Designing the solution

Based on these requirements, the new solution should look like this. All required logic resides in the ZooKeeper client (HA Client) which is part of the application itself. Our scope was limited to the application part, therefore the setup of our primary and inquiry hosts remains unchanged.

Overview of the new ZooKeeper client

First version

During the hackathon, we decided to focus on the first three requirements from the list above. The proof of concept implementation was done in our own development environment, so we agreed that the other requirements were of lesser importance at this moment. In case we could not prove the feasibility of the others, the entire proposal was not a viable solution anyhow.

At the end of the hackathon, we concluded that we managed to fulfill all three requirements.
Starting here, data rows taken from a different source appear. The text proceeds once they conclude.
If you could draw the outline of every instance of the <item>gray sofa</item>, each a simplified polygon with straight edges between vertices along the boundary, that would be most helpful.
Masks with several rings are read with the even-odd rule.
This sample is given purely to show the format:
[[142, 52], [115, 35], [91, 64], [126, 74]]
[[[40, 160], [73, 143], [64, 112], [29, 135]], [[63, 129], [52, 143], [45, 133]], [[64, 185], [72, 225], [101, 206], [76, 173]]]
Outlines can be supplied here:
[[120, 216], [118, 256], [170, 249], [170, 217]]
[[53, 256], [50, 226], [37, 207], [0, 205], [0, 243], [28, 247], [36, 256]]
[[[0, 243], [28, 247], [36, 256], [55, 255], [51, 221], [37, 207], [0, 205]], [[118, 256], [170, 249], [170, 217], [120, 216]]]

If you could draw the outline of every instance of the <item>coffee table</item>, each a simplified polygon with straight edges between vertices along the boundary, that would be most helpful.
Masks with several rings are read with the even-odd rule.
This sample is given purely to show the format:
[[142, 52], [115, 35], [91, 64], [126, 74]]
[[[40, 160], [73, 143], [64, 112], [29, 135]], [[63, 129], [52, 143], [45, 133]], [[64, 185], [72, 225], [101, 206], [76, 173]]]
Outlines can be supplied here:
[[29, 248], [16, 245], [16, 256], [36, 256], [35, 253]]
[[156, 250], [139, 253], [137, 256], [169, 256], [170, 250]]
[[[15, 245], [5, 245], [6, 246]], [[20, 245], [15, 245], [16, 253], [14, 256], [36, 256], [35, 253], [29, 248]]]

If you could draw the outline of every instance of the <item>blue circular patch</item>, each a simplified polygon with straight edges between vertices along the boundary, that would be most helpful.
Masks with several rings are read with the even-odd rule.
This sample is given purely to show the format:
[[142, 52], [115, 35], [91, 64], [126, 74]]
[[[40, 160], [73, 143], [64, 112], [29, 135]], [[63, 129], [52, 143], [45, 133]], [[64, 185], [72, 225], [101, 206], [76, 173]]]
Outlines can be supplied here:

Our sandbox environment allowed us to simulate the various ZooKeeper events, and they were processed correctly by our implementation. On top of that, we were already able to implement the monitoring requirement as well. This allowed us to easily check the dashboard for the current state of the connections.

Next steps

Since the hackathon, we have continued development of our new ZooKeeper client. The remaining security requirement was a burning topic, and we have now managed to encrypt all connections towards the ZooKeeper cluster and the AE servers. With these changes, we have fulfilled all requirements we set upfront. Nevertheless, there is still a significant improvement we would like to make.

Currently, we have multiple inquiry instances available but only actively use one. The other instances are only used when a ZooKeeper event occurred that caused the configuration to update. It would be better to take advantage of all active inquiry hosts instead, and distribute our load across them. In case of issues with one host, the client could then automatically route traffic to the others instead. This will contribute to always being available for our customers.